Yeah absolutely. And my example isn't a straight battlefield representation. For example, if I have Peasant-Peasant-Greatsword, then I am much less worried if that far left unit breaks and is destroyed because the Greatswords have another "peasant shield" defending them. My example was more to illustrate a concept, with a 300 pt unit beside a 100 pt unit fighting two 200 pt units.
I don't think I can put a number of turns on it. Ultimately it comes down to whether I'm winning my good fights before losing my bad ones, which will vary depending on how outclassed/outclassing I am in each one, and also what the damage is of losing. I care a lot more about Antonian Horsemen crashing through my line than I do about Longbeards.
To me tanking usually denotes a unit that can take a beating pretty well, usually high toughness/armor, lots of damage, and/or not likely to run away (Hawk Heavy Infantry).
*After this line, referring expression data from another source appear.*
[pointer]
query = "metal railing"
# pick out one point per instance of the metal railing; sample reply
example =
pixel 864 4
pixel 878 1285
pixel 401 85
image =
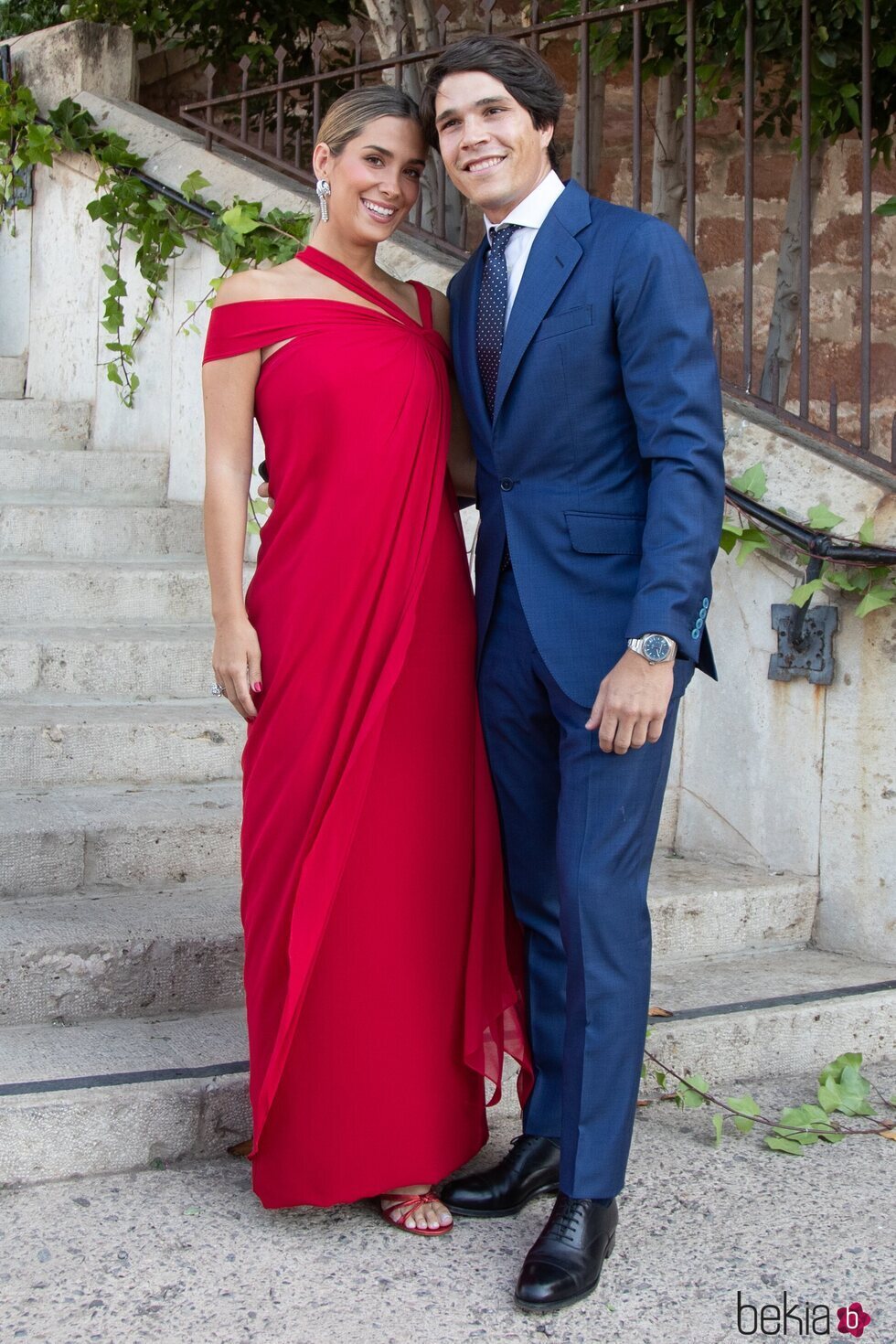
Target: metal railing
pixel 278 123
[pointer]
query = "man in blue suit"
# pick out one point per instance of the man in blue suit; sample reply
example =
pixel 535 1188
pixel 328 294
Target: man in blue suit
pixel 581 342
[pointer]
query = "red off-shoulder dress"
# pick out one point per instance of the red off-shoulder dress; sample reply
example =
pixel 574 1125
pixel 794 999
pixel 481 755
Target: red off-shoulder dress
pixel 382 961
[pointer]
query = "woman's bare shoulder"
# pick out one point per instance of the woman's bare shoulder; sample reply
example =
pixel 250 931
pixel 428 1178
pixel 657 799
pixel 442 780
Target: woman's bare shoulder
pixel 441 312
pixel 260 283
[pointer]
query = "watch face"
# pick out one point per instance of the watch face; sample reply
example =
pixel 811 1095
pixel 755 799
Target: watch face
pixel 657 648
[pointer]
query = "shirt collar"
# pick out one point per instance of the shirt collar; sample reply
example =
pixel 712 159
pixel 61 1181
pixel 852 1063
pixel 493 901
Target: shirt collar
pixel 532 211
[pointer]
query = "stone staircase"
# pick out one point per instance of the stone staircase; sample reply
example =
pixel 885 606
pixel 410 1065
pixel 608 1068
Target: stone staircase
pixel 121 1024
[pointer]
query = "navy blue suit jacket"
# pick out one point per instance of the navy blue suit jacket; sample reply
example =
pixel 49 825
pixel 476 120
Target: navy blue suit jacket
pixel 602 465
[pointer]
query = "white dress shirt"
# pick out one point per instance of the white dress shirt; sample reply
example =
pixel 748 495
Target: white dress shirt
pixel 529 214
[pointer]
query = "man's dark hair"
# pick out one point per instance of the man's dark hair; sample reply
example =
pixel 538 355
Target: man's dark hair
pixel 526 76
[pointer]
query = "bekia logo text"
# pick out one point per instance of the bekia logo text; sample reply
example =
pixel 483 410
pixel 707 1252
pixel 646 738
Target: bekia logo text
pixel 799 1318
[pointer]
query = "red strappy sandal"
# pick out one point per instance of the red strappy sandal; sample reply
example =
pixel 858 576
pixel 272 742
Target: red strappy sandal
pixel 410 1203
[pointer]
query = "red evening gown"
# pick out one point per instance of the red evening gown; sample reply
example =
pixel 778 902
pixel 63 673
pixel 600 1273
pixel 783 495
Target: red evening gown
pixel 382 963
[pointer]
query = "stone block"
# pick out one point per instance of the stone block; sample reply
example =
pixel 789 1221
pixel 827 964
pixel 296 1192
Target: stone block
pixel 109 955
pixel 58 531
pixel 51 421
pixel 140 743
pixel 59 62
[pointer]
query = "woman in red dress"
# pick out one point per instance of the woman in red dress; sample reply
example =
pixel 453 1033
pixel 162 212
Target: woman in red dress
pixel 378 976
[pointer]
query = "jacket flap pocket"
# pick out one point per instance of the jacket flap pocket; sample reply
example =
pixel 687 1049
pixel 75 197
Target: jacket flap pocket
pixel 604 534
pixel 555 325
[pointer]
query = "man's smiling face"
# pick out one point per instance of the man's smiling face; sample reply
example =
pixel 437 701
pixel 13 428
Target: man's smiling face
pixel 492 151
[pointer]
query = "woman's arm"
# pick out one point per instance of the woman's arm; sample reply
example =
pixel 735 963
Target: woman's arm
pixel 229 394
pixel 461 457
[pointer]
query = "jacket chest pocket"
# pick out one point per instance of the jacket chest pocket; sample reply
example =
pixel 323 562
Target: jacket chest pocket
pixel 604 534
pixel 570 320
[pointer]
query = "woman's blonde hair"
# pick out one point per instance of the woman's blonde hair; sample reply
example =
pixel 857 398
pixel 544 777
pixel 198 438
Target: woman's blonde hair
pixel 348 116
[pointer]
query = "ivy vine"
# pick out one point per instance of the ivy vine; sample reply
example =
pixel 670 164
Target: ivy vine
pixel 136 212
pixel 842 1090
pixel 875 585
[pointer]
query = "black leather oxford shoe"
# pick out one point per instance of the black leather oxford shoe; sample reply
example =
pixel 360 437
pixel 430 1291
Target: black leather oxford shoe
pixel 532 1167
pixel 564 1264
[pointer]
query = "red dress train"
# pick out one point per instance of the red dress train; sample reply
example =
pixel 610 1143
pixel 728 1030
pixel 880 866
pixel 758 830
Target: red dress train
pixel 379 945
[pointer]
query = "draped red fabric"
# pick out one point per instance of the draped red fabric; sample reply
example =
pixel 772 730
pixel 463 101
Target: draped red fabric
pixel 383 966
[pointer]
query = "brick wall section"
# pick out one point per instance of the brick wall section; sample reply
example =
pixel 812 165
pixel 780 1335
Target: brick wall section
pixel 836 253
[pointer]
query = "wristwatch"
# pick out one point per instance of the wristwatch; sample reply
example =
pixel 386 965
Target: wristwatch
pixel 655 648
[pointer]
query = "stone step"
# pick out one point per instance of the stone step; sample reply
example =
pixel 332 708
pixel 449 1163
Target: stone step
pixel 120 952
pixel 706 906
pixel 756 1014
pixel 51 475
pixel 106 663
pixel 77 1100
pixel 91 593
pixel 60 840
pixel 126 955
pixel 58 422
pixel 194 1109
pixel 186 742
pixel 83 531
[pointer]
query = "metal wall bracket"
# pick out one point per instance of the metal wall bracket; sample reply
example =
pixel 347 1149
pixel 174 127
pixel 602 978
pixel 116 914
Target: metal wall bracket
pixel 805 643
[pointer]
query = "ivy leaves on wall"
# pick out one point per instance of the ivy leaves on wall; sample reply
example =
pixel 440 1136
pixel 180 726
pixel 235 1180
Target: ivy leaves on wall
pixel 139 215
pixel 875 585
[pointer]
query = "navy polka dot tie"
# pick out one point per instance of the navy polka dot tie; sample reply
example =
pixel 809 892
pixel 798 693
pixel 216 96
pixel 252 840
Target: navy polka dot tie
pixel 492 311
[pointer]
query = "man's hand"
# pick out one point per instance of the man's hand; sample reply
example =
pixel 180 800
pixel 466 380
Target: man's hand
pixel 632 703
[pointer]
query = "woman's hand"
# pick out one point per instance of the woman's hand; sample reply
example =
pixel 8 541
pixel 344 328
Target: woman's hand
pixel 237 660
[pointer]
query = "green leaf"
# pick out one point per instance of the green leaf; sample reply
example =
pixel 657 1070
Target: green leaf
pixel 752 481
pixel 880 595
pixel 784 1146
pixel 752 540
pixel 240 219
pixel 692 1098
pixel 746 1108
pixel 801 595
pixel 829 1095
pixel 192 185
pixel 731 534
pixel 822 519
pixel 844 580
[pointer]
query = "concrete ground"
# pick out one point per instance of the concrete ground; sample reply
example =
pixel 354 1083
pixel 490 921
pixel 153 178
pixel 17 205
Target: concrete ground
pixel 188 1254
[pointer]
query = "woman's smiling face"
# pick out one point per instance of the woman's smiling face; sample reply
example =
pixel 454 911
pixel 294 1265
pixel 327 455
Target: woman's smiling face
pixel 377 177
pixel 492 152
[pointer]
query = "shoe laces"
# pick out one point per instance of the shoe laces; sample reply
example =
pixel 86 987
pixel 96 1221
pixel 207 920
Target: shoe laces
pixel 567 1221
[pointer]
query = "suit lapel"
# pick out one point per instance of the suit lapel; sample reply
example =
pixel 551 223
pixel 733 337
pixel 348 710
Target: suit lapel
pixel 552 260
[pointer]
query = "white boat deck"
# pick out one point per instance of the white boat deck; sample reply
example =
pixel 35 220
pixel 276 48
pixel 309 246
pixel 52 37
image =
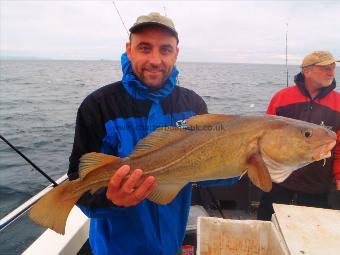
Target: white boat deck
pixel 76 234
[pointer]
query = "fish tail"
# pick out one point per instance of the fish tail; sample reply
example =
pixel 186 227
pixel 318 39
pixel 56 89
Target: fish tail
pixel 52 210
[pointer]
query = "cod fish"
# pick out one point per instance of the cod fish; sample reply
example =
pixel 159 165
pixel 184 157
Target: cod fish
pixel 211 146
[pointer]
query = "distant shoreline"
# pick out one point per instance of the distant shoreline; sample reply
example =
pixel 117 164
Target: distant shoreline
pixel 10 58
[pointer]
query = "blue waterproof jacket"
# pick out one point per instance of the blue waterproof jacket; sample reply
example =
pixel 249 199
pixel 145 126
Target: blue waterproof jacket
pixel 112 120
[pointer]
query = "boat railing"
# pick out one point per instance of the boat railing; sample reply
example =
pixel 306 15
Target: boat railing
pixel 20 210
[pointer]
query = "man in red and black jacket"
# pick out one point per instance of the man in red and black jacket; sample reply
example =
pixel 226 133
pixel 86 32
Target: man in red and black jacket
pixel 313 99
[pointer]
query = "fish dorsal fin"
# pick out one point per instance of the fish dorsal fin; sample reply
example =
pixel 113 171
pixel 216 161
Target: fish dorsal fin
pixel 208 119
pixel 166 192
pixel 159 138
pixel 92 161
pixel 257 170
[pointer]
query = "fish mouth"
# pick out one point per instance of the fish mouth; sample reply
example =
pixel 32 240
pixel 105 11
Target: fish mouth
pixel 323 151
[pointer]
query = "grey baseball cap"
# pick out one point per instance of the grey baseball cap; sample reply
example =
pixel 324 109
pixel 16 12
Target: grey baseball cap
pixel 154 18
pixel 319 58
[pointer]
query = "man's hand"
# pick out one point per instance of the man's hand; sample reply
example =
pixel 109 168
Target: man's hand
pixel 130 191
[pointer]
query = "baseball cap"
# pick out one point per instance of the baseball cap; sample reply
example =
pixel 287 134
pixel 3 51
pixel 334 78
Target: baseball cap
pixel 154 18
pixel 319 58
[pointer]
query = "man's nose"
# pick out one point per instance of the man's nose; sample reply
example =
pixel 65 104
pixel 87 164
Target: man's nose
pixel 155 58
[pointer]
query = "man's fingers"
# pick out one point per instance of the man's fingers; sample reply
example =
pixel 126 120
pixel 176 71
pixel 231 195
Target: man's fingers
pixel 130 183
pixel 145 188
pixel 117 178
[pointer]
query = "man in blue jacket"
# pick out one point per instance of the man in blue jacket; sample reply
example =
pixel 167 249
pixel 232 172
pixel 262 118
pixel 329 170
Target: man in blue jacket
pixel 112 120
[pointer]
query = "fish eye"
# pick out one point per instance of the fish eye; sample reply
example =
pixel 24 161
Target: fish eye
pixel 307 133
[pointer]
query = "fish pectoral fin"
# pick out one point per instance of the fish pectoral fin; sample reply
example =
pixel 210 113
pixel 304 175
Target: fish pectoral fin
pixel 92 161
pixel 208 119
pixel 166 192
pixel 258 172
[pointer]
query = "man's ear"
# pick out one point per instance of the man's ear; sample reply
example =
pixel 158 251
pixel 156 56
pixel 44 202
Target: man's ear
pixel 128 50
pixel 177 51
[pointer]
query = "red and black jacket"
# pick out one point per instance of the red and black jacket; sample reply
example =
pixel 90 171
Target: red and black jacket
pixel 295 102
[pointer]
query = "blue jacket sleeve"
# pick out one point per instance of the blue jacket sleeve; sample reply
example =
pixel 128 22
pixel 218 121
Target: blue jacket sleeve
pixel 222 182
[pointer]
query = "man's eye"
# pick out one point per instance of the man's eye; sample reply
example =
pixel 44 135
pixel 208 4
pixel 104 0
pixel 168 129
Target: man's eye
pixel 144 48
pixel 166 50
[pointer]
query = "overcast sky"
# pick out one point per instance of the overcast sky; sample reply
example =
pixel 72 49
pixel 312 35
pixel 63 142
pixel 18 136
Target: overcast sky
pixel 209 31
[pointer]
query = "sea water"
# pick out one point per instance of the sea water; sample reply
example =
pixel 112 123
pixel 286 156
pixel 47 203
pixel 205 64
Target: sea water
pixel 39 102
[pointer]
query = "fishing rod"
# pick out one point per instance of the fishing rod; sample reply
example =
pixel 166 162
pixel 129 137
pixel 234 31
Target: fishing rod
pixel 29 161
pixel 287 53
pixel 121 19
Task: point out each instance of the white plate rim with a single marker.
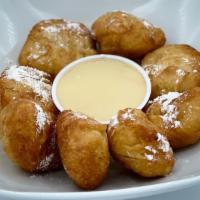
(133, 192)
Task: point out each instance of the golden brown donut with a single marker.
(26, 82)
(178, 115)
(173, 68)
(27, 133)
(83, 148)
(126, 35)
(54, 43)
(139, 145)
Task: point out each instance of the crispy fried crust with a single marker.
(124, 34)
(54, 43)
(179, 118)
(28, 136)
(173, 68)
(139, 145)
(83, 148)
(28, 83)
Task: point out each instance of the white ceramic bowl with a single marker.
(178, 19)
(74, 64)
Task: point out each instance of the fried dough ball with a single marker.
(28, 136)
(83, 148)
(126, 35)
(139, 145)
(28, 83)
(178, 115)
(173, 68)
(54, 43)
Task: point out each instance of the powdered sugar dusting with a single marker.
(147, 24)
(128, 115)
(44, 164)
(154, 70)
(57, 28)
(180, 72)
(163, 143)
(169, 110)
(41, 117)
(151, 149)
(113, 122)
(30, 77)
(80, 115)
(149, 156)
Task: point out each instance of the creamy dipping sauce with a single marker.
(99, 88)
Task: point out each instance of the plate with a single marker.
(180, 22)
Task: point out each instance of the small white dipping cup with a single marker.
(101, 56)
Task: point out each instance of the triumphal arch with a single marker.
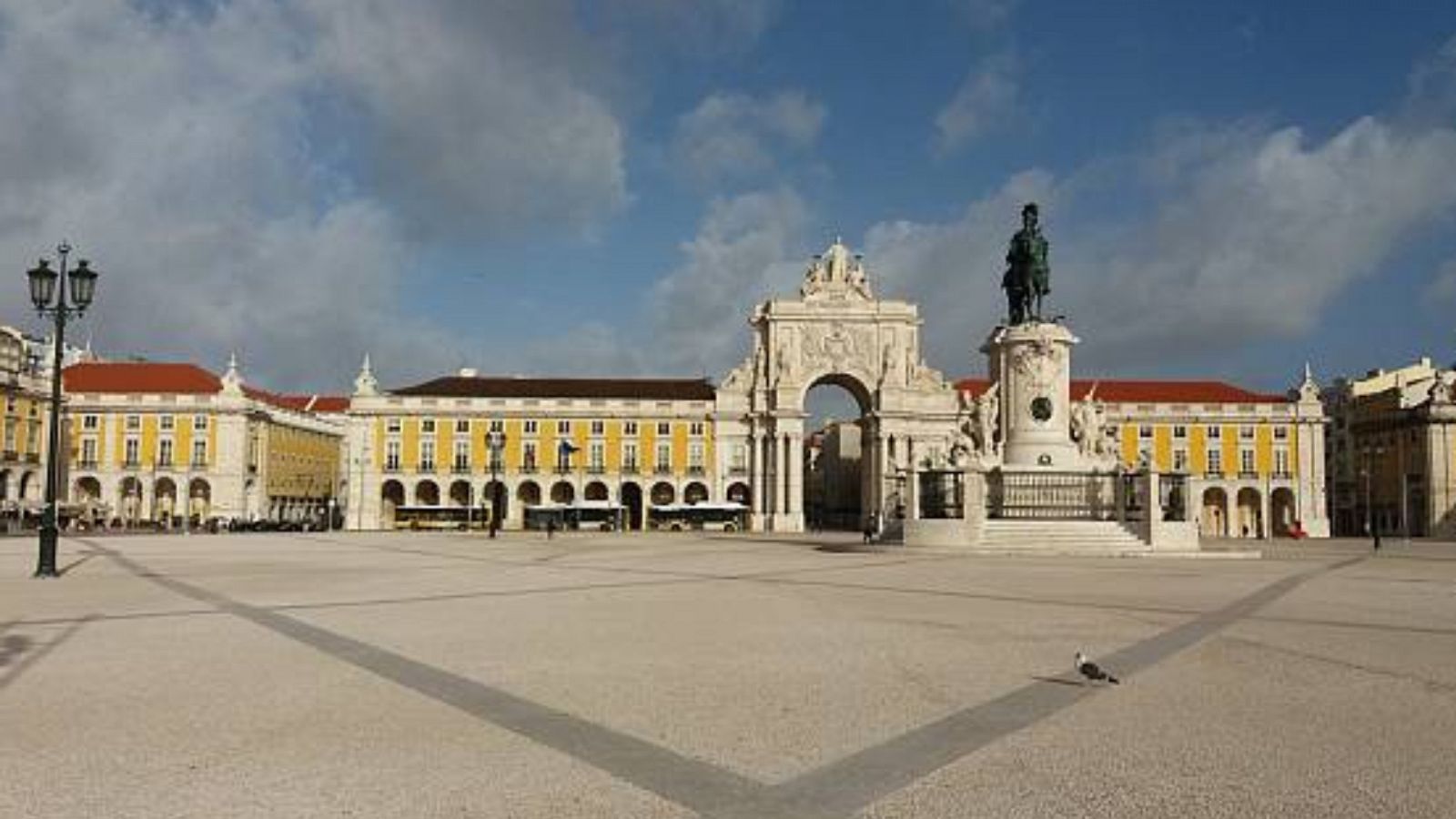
(836, 331)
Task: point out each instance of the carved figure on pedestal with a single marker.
(1028, 273)
(1443, 389)
(1087, 424)
(987, 411)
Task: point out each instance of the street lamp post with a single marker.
(47, 286)
(495, 440)
(1368, 471)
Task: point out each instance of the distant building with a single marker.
(24, 417)
(1392, 452)
(152, 442)
(1254, 464)
(834, 477)
(640, 443)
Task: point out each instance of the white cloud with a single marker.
(477, 116)
(193, 155)
(985, 14)
(986, 101)
(1249, 237)
(740, 256)
(703, 28)
(734, 136)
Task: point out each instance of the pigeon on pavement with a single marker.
(1091, 671)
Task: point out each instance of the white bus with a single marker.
(703, 516)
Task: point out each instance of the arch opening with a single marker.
(837, 446)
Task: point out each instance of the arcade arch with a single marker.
(836, 332)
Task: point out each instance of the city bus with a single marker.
(703, 516)
(458, 518)
(581, 515)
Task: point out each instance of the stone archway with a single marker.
(1213, 521)
(1281, 511)
(1249, 513)
(390, 497)
(836, 331)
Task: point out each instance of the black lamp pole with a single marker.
(47, 286)
(495, 440)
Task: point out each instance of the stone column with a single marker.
(912, 482)
(1031, 365)
(795, 491)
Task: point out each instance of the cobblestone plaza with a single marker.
(654, 675)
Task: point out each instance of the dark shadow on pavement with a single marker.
(1057, 681)
(75, 562)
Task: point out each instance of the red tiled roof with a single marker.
(138, 376)
(310, 402)
(472, 387)
(187, 379)
(1123, 390)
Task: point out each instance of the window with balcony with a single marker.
(1281, 464)
(739, 460)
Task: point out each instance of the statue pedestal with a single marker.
(1033, 365)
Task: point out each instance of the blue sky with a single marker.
(1230, 188)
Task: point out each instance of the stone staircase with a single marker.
(1062, 537)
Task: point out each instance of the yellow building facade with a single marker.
(174, 445)
(580, 443)
(24, 417)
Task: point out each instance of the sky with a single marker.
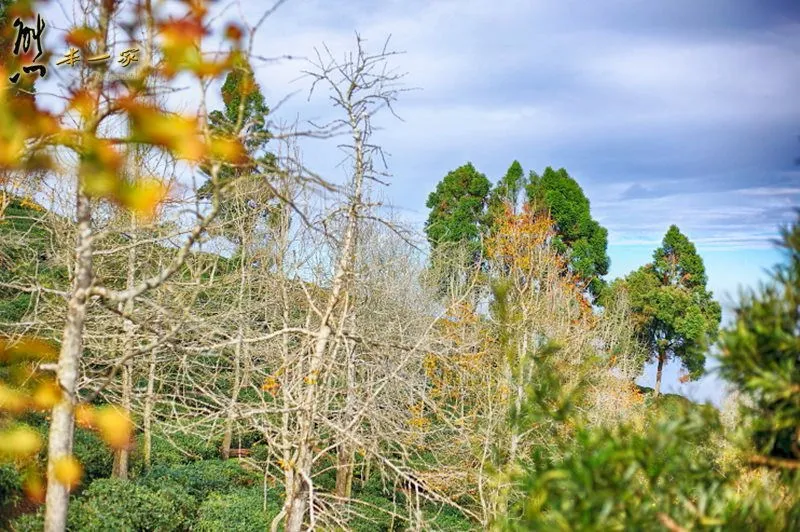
(666, 112)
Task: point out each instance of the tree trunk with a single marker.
(237, 356)
(62, 418)
(120, 467)
(661, 358)
(149, 402)
(346, 454)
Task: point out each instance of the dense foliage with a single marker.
(676, 315)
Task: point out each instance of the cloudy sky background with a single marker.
(665, 112)
(669, 111)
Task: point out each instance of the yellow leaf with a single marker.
(115, 426)
(12, 400)
(47, 394)
(68, 471)
(144, 197)
(26, 348)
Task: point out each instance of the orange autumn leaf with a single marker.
(84, 102)
(229, 150)
(144, 197)
(233, 32)
(179, 134)
(270, 384)
(21, 442)
(47, 394)
(12, 400)
(115, 426)
(81, 36)
(34, 488)
(68, 471)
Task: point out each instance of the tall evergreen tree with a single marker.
(580, 238)
(506, 192)
(676, 316)
(458, 208)
(244, 115)
(761, 357)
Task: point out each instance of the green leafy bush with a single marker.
(241, 510)
(113, 504)
(201, 478)
(93, 454)
(10, 485)
(33, 522)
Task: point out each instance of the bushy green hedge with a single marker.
(10, 490)
(178, 449)
(241, 510)
(203, 477)
(93, 454)
(113, 504)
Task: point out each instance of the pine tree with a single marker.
(761, 358)
(675, 313)
(580, 238)
(458, 207)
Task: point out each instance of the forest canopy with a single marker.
(200, 332)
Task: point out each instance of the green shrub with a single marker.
(10, 485)
(201, 478)
(93, 454)
(241, 510)
(33, 522)
(113, 504)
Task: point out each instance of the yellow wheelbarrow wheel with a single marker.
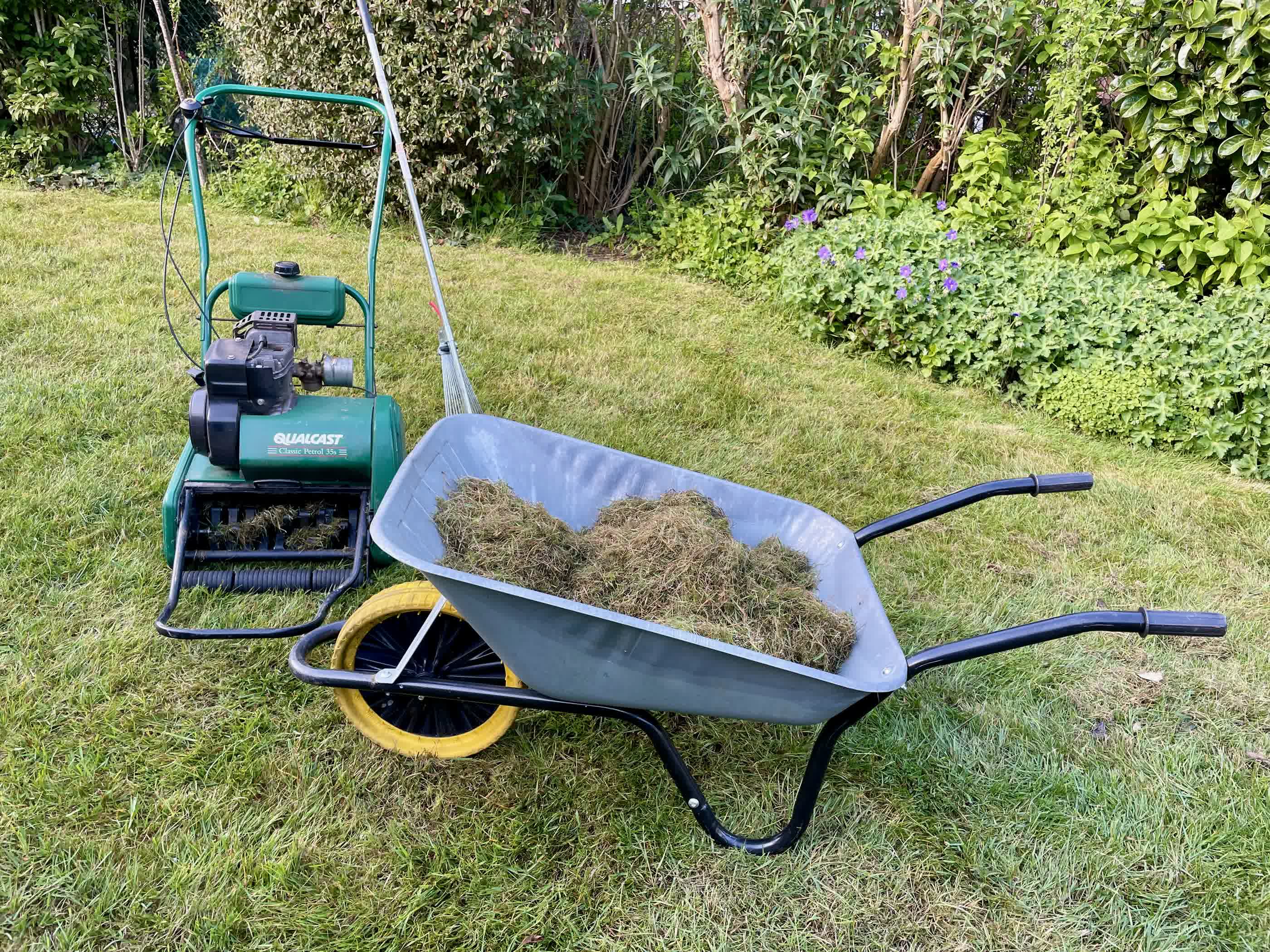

Tanking is usually the act of standing there, getting hit, and not running away. What NE folks call speedbumps or chumps, we out here call tarpit units. These guys are cheap and weak, with their most redeeming feature being they're not likely to run (Zombies strike me as the best example). Oh, and they're cheap.

To me whether a unit is a tarpit or a speedbump (the former connoting that it takes longer to chew through them) is a semantic function of what they're up against. A zombie is a speedbump to Knights but a tarpit to Swordsmen.
Usually it takes a tank (Noun: tough guy) to tank (verb: eat attacks without running). But in my experience, in this game it is better to use a tarpit unit to tank. This can be because of the Pow bonuses everyone gets, because tank units are geared towards grinding wins in a game where you want to win-fast-lose-slow, because the expansion of Green reroll Cge cards makes tarpits less of a gamble, or because the backup rule usually means you can have 2 tarpits for less than the cost of a tank unit, I don't know. I think its probably a confluence of these things.